The day of the speech contest, I arrived at the building and was immediately nervous. It was the biggest Toastmasters crowd I had ever performed in front of, and in an unfamiliar environment. There were maybe 70-80 people and they were all expecting to see good speeches. I was called into the contestant briefing room, where everyone else seemed extremely outgoing and hilarious—and there I was, just hilarious. While we were filling the questionnaires about what makes us interesting, one contestant mentioned how he had filled out so many of these before, he didn’t know what else he could write. I thought, I will just pretend I fit in here, that I am a confident, cool person like the rest of these contestants. You know that old phrase: Fake it ‘til you make it…or ‘til someone calls you out on it.

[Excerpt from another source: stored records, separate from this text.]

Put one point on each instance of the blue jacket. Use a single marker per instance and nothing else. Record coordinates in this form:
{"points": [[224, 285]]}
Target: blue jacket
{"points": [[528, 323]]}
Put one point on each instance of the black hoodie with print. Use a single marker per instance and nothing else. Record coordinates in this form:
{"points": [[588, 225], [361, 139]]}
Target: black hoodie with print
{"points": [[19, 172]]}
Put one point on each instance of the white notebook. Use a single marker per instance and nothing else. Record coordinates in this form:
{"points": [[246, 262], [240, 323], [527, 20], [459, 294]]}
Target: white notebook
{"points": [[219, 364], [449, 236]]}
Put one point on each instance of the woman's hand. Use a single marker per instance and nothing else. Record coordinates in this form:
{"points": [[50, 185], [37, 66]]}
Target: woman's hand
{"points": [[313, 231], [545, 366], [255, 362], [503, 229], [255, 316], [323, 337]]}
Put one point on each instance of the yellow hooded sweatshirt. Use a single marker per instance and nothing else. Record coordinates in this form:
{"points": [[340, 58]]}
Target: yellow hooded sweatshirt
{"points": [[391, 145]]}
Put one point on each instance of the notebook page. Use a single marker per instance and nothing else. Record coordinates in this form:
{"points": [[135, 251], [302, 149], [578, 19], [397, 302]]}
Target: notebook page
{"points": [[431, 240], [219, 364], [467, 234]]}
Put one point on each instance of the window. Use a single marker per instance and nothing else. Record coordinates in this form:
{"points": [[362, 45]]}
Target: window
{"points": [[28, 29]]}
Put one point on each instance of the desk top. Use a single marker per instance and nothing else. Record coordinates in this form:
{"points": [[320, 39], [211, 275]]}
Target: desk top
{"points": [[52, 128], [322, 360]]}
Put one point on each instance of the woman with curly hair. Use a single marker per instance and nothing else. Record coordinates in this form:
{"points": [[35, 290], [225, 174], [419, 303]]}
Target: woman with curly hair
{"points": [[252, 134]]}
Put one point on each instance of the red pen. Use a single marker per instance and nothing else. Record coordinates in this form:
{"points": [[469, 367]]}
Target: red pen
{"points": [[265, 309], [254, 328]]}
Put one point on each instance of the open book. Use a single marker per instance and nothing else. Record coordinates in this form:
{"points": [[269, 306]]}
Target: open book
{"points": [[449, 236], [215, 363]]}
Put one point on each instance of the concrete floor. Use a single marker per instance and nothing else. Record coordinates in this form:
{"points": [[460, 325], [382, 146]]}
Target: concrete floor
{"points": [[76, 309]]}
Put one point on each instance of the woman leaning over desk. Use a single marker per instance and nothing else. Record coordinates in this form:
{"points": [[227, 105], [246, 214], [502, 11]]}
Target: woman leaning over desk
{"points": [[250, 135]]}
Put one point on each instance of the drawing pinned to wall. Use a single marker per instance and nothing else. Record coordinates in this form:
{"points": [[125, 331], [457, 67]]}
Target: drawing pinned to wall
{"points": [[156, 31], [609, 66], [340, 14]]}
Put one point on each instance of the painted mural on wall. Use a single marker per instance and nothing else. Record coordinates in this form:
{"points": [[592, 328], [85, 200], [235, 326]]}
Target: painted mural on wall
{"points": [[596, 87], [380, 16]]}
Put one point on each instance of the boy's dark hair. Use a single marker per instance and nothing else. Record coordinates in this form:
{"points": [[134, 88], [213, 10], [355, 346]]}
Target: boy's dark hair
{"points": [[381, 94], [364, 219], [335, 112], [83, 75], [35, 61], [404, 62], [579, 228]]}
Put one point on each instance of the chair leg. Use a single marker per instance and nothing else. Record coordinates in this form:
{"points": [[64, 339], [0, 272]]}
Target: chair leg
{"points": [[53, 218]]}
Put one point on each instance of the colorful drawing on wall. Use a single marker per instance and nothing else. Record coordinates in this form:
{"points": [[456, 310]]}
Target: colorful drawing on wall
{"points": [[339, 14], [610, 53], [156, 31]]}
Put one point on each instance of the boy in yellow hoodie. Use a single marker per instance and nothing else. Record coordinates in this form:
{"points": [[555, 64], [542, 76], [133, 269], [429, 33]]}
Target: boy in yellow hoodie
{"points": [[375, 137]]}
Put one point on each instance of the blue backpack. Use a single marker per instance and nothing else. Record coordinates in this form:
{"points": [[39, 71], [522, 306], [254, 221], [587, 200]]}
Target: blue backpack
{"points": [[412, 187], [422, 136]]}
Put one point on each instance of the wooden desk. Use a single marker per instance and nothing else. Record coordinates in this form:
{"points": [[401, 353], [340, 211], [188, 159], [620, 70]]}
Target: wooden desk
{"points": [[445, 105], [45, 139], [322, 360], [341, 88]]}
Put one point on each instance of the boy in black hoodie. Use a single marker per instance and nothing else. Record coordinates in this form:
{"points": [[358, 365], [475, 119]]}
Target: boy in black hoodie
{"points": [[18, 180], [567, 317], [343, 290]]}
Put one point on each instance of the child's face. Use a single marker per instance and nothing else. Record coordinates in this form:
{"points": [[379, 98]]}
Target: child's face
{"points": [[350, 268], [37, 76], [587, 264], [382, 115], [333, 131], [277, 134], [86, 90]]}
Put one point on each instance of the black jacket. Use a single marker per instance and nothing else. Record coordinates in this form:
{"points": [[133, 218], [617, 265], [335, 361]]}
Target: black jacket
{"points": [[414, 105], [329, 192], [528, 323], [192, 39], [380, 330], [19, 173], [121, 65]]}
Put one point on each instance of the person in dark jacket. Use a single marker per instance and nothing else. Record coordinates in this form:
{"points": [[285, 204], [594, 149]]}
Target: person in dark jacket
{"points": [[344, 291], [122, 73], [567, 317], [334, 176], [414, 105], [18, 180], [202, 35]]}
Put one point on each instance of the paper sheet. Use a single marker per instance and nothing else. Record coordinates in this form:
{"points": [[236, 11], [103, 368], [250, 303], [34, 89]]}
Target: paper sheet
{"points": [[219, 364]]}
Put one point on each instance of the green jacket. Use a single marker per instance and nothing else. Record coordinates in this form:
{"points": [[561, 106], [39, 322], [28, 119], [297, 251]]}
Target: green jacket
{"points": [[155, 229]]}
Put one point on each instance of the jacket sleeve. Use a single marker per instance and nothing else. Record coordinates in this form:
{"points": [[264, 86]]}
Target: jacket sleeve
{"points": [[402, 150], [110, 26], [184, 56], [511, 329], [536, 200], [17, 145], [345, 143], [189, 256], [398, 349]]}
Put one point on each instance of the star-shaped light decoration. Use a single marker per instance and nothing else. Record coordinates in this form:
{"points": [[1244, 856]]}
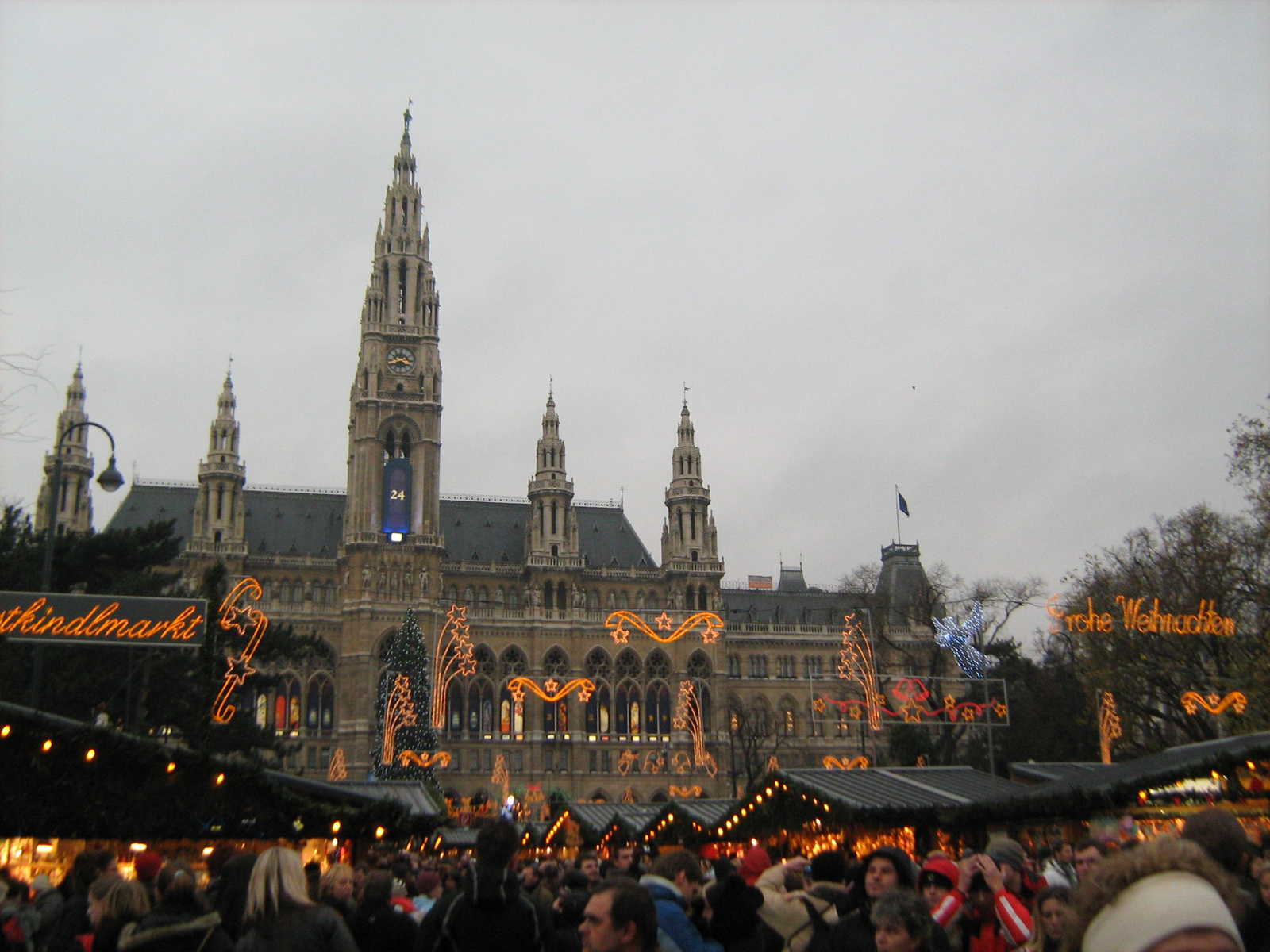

Then the competition started. Bobby, my fellow Macintalkers member, who was competing in the Evaluation Contest, did an excellent job. And I thought, OK, I cannot be the one to ruin the reputation of the Macintalkers.
Nish, the first contestant in the humorous speech contest, went up. He had poise. He had props. He had stage presence. He could do accents. Every movement and gesture seemed perfectly planned. The audience was captivated. And then my name was called. It was like being called to the dentist’s chair. I got in front of the crowd. I thought, I can’t sit down now. So I started my speech…And they laughed and laughed (with me, instead of at me, I think). I was addicted. I went to my next point. And my next point. And wow, these people were loving it! They were laughing much harder and longer than I had been accustomed to at the club level. I actually had to pause for a while before I launched my next joke. And I thrived off that energy. I normally stutter and stumble, but not tonight. Things flowed smoothly. Things were (mostly) polished. When I finally finished my speech, I thought, oh wow, I actually might have a chance to win this!
Well, it turns out, I didn’t win. But I was still proud of myself. I have come a long way from being the guy who would hold his notes in front of his face and avoid eye contact. Thanks, Toastmasters.